Une nouvelle « réforme » des ressources humaines sous couvert de recentralisation
La DG HR a décidé de lancer une nouvelle réforme – même si elle ne porte pas ce nom – de la fonction RH qui consiste en la recentralisation des services alors qu’il y a dix ans l’exercice inverse avait été décidé.
Si l’intention est louable, la mise en œuvre laisse perplexe.
Certes R&D approuve et soutient la direction politique de cet exercice. En effet, R&D a dénoncé depuis longtemps la logique perverse et les effets désastreux des silos des DGs qui ont anéanti l’esprit de corps et d’appartenance à l’institution et à une fonction publique européenne unique. R&D a aussi dénoncé l’application à géométrie variable du statut et de ses règles d’application selon les DGs avec une DG HR incapable d’assurer la coordination et la gouvernance au niveau central. Pour autant, R&D réitère l’importance de la mission de proximité des RH au sein des services qui est et reste essentielle.

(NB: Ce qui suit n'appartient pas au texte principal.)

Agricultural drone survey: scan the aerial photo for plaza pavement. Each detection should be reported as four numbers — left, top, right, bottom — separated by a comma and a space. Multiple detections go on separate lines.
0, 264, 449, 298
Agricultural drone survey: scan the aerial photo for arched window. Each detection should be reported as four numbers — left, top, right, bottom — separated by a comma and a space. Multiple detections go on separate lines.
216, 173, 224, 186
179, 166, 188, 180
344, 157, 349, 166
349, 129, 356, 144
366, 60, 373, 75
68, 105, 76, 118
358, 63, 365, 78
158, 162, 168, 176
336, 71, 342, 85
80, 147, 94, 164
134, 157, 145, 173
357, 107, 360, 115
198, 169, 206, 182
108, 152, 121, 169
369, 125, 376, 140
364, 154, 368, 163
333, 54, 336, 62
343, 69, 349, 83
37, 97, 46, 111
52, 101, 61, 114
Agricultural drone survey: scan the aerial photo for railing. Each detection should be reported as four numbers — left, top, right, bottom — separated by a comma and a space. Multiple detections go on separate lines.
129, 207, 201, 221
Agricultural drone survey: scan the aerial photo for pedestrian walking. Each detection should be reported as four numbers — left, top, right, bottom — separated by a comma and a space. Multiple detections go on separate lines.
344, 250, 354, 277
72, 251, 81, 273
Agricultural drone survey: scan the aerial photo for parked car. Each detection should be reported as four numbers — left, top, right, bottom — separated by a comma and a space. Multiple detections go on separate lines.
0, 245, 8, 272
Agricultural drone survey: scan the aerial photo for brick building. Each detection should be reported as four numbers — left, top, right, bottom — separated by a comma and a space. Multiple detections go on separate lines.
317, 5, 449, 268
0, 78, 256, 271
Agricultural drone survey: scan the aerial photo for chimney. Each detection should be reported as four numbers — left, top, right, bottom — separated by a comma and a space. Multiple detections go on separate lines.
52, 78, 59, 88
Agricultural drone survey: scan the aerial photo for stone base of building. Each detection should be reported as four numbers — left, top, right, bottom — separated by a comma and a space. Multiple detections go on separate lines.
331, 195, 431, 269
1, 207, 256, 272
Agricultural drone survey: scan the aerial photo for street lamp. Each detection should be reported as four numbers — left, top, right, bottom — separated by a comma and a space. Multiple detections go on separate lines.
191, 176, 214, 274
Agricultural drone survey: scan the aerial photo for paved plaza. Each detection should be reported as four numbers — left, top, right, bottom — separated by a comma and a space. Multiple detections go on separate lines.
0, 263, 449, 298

Là où le bât blesse c’est que cette nouvelle réforme est lancée sans analyse sérieuse ex ante de la situation. Elle avance sans dialogue social préalable et sans réponse aux nombreuses questions que les collègues se posent.
- Une approche purement quantitative
L’objectif de gains d’efficience et de synergies à atteindre est estimé à un ratio de 1:40 (1 personne s’occupe de 40 collègues) alors qu’actuellement ce ratio est de l’ordre de 1:29 en moyenne, si on compte la DG HR et PMO, par exemple (mais peut monter jusqu’à 1:60 dans certaines DG !).
Conséquence : réduction de 380 équivalents temps pleins d’ici 2019.
Actuellement 2200 collègues travaillent dans les RH.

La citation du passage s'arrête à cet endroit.